I remember waking up in the middle of the night and pulling my hand close to my face to see if there really was a diamond on my finger. It was the night after he proposed and it felt so surreal that I didn’t know if it had really happened! People were so excited to hear the story of the proposal, look at my ring, and ask me how I felt about the proposal and what was to come. By month two, the planning was in full swing and people were asking about a date, venue location, flowers, the usual wedding planning things.
Month three, four, five, same thing. Details, details, details.
I kept wrestling with how to handle the juxtaposition of great joy, but also great loss. I would soon be losing things I had grown used to my entire life: a lifestyle, my independence in certain areas, a last name. But I was also gaining so much: a life partner, teammate, a new name. And amongst all this messy (but necessary) emotion were the emails with vendors, the chatter of “is it in the budget,” and constant to-do lists.
In all of this, the only question I really wanted to answer was:
“How are you feeling?”
And I wanted someone to really sit and listen in.
Fortunately for me, I had bridesmaids and a Fiancé that were willing to ask this, and it changed my perspective and reminded me of the “why” behind what we were doing every time. It was like taking in a huge breath of fresh air and letting out a sigh of relief. This quote by Dr.

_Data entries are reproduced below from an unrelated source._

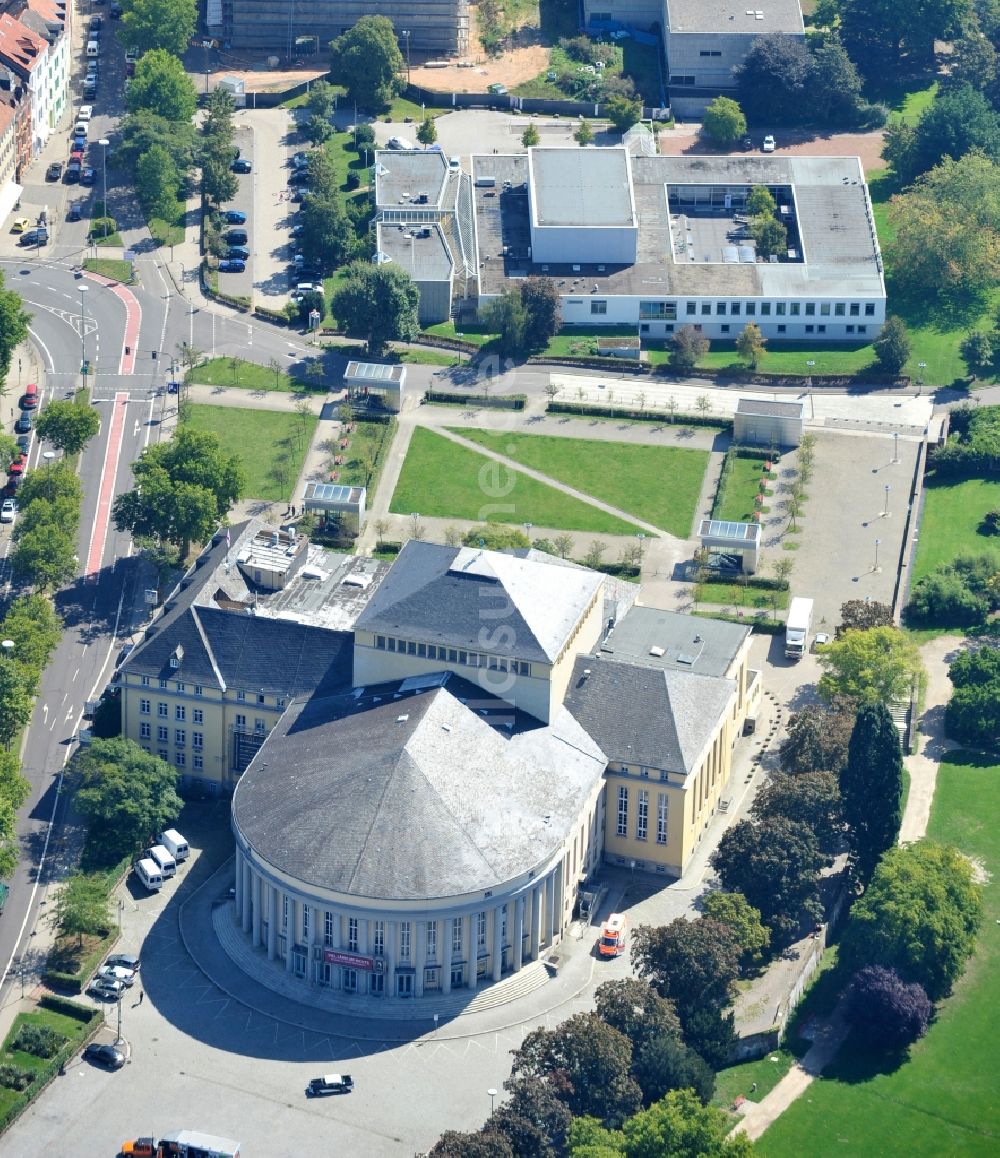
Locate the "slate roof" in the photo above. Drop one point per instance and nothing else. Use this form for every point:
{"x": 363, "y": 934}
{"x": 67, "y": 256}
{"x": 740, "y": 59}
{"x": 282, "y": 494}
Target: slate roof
{"x": 227, "y": 649}
{"x": 413, "y": 796}
{"x": 657, "y": 719}
{"x": 465, "y": 596}
{"x": 690, "y": 644}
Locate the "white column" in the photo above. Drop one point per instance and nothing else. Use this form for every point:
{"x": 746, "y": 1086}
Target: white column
{"x": 498, "y": 943}
{"x": 257, "y": 904}
{"x": 419, "y": 933}
{"x": 291, "y": 932}
{"x": 272, "y": 922}
{"x": 519, "y": 933}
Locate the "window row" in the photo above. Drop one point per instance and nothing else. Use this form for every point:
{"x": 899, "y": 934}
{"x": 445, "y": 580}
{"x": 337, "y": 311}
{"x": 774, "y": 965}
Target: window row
{"x": 451, "y": 656}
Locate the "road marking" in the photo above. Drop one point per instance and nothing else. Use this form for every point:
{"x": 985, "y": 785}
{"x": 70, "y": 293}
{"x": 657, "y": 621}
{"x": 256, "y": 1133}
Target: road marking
{"x": 105, "y": 492}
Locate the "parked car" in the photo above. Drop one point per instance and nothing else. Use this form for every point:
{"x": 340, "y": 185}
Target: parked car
{"x": 330, "y": 1083}
{"x": 105, "y": 987}
{"x": 126, "y": 960}
{"x": 108, "y": 1056}
{"x": 117, "y": 973}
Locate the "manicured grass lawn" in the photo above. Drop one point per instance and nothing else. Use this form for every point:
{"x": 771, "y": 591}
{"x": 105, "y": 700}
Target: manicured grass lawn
{"x": 943, "y": 1099}
{"x": 441, "y": 479}
{"x": 272, "y": 446}
{"x": 737, "y": 1079}
{"x": 657, "y": 484}
{"x": 951, "y": 513}
{"x": 739, "y": 489}
{"x": 247, "y": 375}
{"x": 110, "y": 268}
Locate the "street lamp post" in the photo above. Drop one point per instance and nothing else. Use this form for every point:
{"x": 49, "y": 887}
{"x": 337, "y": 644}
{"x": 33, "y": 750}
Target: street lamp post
{"x": 83, "y": 291}
{"x": 104, "y": 143}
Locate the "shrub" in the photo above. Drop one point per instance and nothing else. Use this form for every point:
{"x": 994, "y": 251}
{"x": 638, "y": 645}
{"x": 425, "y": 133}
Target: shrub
{"x": 14, "y": 1078}
{"x": 41, "y": 1040}
{"x": 884, "y": 1011}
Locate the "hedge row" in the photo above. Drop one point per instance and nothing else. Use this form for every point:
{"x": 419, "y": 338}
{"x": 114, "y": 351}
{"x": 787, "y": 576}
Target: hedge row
{"x": 89, "y": 1020}
{"x": 638, "y": 416}
{"x": 489, "y": 402}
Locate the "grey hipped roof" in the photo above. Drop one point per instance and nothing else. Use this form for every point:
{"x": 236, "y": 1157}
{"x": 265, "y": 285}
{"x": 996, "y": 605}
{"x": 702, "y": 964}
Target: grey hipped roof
{"x": 467, "y": 596}
{"x": 412, "y": 797}
{"x": 227, "y": 649}
{"x": 644, "y": 717}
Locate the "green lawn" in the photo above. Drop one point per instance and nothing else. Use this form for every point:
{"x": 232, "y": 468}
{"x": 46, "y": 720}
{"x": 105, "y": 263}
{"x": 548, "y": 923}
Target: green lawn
{"x": 943, "y": 1100}
{"x": 739, "y": 489}
{"x": 441, "y": 479}
{"x": 271, "y": 445}
{"x": 248, "y": 376}
{"x": 951, "y": 513}
{"x": 657, "y": 484}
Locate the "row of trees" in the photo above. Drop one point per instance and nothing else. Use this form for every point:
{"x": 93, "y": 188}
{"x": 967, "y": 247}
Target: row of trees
{"x": 184, "y": 488}
{"x": 48, "y": 525}
{"x": 34, "y": 628}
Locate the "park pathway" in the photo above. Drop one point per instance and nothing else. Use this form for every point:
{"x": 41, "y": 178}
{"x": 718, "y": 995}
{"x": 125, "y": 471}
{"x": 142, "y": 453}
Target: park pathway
{"x": 923, "y": 768}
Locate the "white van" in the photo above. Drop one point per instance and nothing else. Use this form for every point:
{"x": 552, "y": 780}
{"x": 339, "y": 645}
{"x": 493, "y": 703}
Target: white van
{"x": 175, "y": 844}
{"x": 148, "y": 872}
{"x": 168, "y": 865}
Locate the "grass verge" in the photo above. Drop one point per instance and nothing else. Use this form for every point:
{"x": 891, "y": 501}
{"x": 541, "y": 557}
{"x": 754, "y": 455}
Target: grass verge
{"x": 271, "y": 445}
{"x": 951, "y": 515}
{"x": 442, "y": 479}
{"x": 629, "y": 477}
{"x": 942, "y": 1099}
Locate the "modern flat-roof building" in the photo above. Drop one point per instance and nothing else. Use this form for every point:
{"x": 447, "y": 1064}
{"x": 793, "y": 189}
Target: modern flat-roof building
{"x": 662, "y": 241}
{"x": 705, "y": 43}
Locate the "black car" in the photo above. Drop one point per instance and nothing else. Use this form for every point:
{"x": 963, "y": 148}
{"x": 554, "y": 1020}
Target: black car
{"x": 108, "y": 1056}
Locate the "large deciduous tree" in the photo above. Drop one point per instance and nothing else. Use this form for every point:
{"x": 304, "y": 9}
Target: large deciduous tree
{"x": 68, "y": 425}
{"x": 947, "y": 227}
{"x": 126, "y": 794}
{"x": 589, "y": 1063}
{"x": 151, "y": 24}
{"x": 919, "y": 916}
{"x": 162, "y": 86}
{"x": 872, "y": 789}
{"x": 13, "y": 327}
{"x": 877, "y": 665}
{"x": 774, "y": 864}
{"x": 377, "y": 302}
{"x": 367, "y": 60}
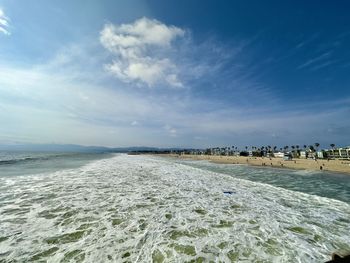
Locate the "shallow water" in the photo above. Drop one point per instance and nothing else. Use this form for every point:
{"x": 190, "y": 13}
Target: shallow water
{"x": 327, "y": 184}
{"x": 139, "y": 209}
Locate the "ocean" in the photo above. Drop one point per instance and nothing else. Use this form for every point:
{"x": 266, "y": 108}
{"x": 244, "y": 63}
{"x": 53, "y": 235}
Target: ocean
{"x": 125, "y": 208}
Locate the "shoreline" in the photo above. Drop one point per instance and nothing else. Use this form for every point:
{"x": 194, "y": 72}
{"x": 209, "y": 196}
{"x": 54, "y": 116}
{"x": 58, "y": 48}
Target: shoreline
{"x": 338, "y": 166}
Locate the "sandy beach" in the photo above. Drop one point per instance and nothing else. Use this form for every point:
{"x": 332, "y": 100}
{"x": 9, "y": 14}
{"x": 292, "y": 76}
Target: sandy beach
{"x": 340, "y": 166}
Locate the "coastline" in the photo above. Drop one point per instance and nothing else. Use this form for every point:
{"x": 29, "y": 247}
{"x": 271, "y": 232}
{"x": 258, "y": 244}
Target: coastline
{"x": 338, "y": 166}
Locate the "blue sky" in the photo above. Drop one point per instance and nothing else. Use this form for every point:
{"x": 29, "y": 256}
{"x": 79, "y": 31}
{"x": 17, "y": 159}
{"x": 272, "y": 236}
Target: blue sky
{"x": 175, "y": 73}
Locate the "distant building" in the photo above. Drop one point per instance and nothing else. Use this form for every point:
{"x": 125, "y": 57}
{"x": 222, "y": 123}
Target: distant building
{"x": 279, "y": 154}
{"x": 320, "y": 155}
{"x": 303, "y": 154}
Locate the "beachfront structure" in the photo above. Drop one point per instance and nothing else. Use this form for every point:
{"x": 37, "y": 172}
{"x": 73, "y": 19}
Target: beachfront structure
{"x": 303, "y": 155}
{"x": 279, "y": 155}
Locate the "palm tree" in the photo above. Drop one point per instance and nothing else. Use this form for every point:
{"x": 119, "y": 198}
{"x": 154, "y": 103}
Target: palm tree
{"x": 333, "y": 146}
{"x": 316, "y": 145}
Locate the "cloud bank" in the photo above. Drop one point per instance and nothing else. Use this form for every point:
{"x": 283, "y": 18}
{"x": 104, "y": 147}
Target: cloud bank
{"x": 133, "y": 48}
{"x": 4, "y": 23}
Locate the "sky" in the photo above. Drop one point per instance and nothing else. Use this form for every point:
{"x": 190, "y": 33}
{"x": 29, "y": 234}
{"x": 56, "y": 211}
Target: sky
{"x": 183, "y": 73}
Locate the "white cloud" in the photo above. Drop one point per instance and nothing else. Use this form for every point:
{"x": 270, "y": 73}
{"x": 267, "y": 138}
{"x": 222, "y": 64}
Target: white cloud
{"x": 4, "y": 23}
{"x": 139, "y": 49}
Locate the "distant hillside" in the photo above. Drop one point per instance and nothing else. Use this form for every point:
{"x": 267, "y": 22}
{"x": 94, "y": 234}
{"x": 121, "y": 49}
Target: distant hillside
{"x": 69, "y": 148}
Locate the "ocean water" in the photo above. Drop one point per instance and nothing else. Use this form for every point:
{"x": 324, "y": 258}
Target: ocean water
{"x": 150, "y": 209}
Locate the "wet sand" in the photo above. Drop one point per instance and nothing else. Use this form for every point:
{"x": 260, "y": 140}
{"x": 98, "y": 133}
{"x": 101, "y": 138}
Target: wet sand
{"x": 340, "y": 166}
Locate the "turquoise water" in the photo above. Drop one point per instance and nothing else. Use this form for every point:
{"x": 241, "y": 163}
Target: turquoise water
{"x": 331, "y": 185}
{"x": 149, "y": 209}
{"x": 25, "y": 163}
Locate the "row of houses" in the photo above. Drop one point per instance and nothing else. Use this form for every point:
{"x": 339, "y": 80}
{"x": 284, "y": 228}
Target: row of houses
{"x": 339, "y": 153}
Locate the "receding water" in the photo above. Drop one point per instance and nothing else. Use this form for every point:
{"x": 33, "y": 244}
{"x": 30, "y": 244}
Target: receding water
{"x": 144, "y": 209}
{"x": 332, "y": 185}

Brene Brown reminds me of why this question is so important:
“Vulnerability is the birthplace of innovation, creativity, and change.”
Isn’t that what this season of life is full of: innovation, creativity, and change?
When you give a bride the chance to be vulnerable with you and express her victories and struggles, anxiousness and excitement, you are allowing her to be present in the moment and create space for the future details with a little less stress and a little more joy.
All simply by asking, “How are you feeling?”